1Tommy Willianto, Computer Science Department, Binus Graduate Program – Master of Computer Science, Bina Nusantara University, Jakarta, Indonesia.
2Supryadi, Computer Science Department, Binus Graduate Program – Master of Computer Science, Bina Nusantara University, Jakarta, Indonesia.
3Antoni Wibowo, Computer Science Department, Binus Graduate Program – Master of Computer Science, Bina Nusantara University, Jakarta, Indonesia.

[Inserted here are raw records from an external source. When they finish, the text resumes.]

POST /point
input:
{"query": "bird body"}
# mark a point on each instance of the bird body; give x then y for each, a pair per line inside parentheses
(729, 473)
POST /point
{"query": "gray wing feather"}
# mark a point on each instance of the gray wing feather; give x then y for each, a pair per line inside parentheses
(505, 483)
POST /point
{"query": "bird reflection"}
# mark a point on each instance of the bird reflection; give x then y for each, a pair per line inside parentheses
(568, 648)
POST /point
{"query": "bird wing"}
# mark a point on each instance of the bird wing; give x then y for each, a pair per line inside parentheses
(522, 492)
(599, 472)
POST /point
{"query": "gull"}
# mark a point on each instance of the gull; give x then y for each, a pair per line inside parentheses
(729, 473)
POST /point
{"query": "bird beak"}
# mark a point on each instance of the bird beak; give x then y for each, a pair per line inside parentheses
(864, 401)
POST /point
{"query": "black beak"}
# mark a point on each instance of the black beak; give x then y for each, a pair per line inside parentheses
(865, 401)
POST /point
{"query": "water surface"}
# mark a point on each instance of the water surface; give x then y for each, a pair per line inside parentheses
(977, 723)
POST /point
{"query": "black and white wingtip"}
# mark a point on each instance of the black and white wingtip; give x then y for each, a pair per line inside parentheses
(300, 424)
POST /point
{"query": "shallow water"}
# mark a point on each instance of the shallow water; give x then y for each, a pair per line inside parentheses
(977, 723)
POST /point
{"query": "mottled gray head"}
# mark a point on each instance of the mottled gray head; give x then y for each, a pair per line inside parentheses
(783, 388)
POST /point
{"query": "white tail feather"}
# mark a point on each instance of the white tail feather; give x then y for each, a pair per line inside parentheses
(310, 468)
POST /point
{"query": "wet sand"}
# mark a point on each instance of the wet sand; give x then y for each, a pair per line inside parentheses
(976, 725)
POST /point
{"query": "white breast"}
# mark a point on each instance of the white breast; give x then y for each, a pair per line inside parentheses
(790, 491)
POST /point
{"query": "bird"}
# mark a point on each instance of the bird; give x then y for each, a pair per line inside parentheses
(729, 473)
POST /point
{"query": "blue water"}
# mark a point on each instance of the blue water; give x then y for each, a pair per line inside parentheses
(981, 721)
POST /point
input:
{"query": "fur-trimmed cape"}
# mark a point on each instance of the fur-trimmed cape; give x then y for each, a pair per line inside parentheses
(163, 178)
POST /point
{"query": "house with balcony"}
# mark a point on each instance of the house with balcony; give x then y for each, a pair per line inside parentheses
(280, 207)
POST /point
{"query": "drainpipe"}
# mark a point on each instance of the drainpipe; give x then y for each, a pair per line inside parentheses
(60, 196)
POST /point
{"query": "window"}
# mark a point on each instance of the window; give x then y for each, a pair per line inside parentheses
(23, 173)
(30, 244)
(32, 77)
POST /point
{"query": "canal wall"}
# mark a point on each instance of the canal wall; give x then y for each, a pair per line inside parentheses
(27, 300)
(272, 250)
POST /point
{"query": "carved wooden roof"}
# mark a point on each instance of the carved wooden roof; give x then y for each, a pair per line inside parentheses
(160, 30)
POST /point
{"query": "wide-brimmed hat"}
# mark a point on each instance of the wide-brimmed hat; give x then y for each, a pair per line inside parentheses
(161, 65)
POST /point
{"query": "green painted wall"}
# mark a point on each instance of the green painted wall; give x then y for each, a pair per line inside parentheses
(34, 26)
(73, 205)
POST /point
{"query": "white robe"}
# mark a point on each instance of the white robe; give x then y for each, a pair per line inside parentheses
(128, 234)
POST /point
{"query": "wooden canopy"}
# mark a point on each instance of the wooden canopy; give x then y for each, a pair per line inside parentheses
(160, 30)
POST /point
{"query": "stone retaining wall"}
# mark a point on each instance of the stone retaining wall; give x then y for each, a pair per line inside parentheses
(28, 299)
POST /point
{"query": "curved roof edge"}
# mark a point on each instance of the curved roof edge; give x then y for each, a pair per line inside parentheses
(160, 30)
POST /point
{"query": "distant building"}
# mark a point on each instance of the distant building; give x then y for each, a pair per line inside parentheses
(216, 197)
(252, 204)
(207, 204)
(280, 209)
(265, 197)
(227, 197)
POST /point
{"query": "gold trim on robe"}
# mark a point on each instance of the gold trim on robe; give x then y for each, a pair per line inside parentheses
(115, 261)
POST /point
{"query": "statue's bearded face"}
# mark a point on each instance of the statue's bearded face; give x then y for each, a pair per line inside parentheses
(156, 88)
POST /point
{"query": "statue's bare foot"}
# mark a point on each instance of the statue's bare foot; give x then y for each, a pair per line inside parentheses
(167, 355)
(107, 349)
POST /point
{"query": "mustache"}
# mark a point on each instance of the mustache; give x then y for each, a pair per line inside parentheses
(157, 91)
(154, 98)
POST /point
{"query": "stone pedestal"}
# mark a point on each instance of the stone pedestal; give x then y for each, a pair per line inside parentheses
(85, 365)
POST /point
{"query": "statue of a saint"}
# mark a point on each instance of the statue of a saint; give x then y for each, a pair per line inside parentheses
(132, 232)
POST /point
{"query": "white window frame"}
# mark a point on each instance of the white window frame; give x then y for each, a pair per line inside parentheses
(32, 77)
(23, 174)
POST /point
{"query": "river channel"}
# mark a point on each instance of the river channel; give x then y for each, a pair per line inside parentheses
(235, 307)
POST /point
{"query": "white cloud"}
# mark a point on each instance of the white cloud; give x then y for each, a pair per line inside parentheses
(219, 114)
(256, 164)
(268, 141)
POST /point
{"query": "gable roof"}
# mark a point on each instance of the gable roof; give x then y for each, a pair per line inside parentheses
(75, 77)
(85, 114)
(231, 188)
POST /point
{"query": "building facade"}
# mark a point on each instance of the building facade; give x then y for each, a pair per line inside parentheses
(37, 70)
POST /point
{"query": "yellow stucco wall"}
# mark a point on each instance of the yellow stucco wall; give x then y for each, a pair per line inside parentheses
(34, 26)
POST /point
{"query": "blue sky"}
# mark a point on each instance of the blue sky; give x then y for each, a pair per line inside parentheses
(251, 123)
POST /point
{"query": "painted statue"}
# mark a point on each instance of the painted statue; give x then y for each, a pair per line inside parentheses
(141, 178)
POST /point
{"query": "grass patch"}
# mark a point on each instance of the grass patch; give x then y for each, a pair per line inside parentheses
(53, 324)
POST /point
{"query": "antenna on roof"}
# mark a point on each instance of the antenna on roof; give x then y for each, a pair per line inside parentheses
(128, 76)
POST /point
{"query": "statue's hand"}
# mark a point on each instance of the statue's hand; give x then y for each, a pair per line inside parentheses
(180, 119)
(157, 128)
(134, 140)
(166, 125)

Manuscript received on March 12, 2020. | Revised Manuscript received on March 25, 2020. | Manuscript published on March 30, 2020. | PP: 2762-2767 | Volume-8 Issue-6, March 2020. | Retrieval Number: F7889038620/2020©BEIESP | DOI: 10.35940/ijrte.F7889.038620

Open Access | Ethics and Policies | Cite | Mendeley
© The Authors. Blue Eyes Intelligence Engineering and Sciences Publication (BEIESP). This is an open access article under the CC BY-NC-ND license (http://creativecommons.org/licenses/by-nc-nd/4.0/)

Abstract: E-commerce is a website or mobile application platform that help people to buy products. Before purchasing the product, customer will decide to buy it or not by reading the review from previous buyer. There is a problem that there are a lot of review so it will take a long time for customer to read it all. This research will be using sentiment analysis method to classify the review data. Sentiment analysis or opinion mining is a machine learning approach to classify and analyse texts or documents about human’s sentiments, emotions, and opinions. In this research, sentiment analysis was used to classify product reviews from e-commerce websites into positive or negative classes. The results could be processed further and be used to summarize customers’ opinions about a certain product without reading every single review. The goal of this research is to optimize classification performance by using feature selection technique. Terms Frequency-Inverse Document Frequency (TF-IDF) feature extraction, Backward Elimination feature selection, and five different classifiers (Naïve Bayes, Support Vector Machine, K-Nearest Neighbour, Decision Tree, Random Forest) were used in analysing the sentiment of the reviews. In this research, the dataset used are Indonesian language and classified into two classes(positive and negative). The best accuracy is achieved by using TF-IDF, Backward Elimination and Support Vector Machine (SVM) with a score of 85.97%, which increases by 7.91% if compared to the process without feature selection. Based on the results, Backward Elimination feature selection succeeded in improving all performance for all classifiers used in this research.
Keywords: Backward Elimination, E-Commerce, Sentiment-Analysis, TF-IDF (Terms Frequency-Inverse Document Frequency)
Scope of the Article: E-Governance, E-Commerce, E-Business, E-Learning.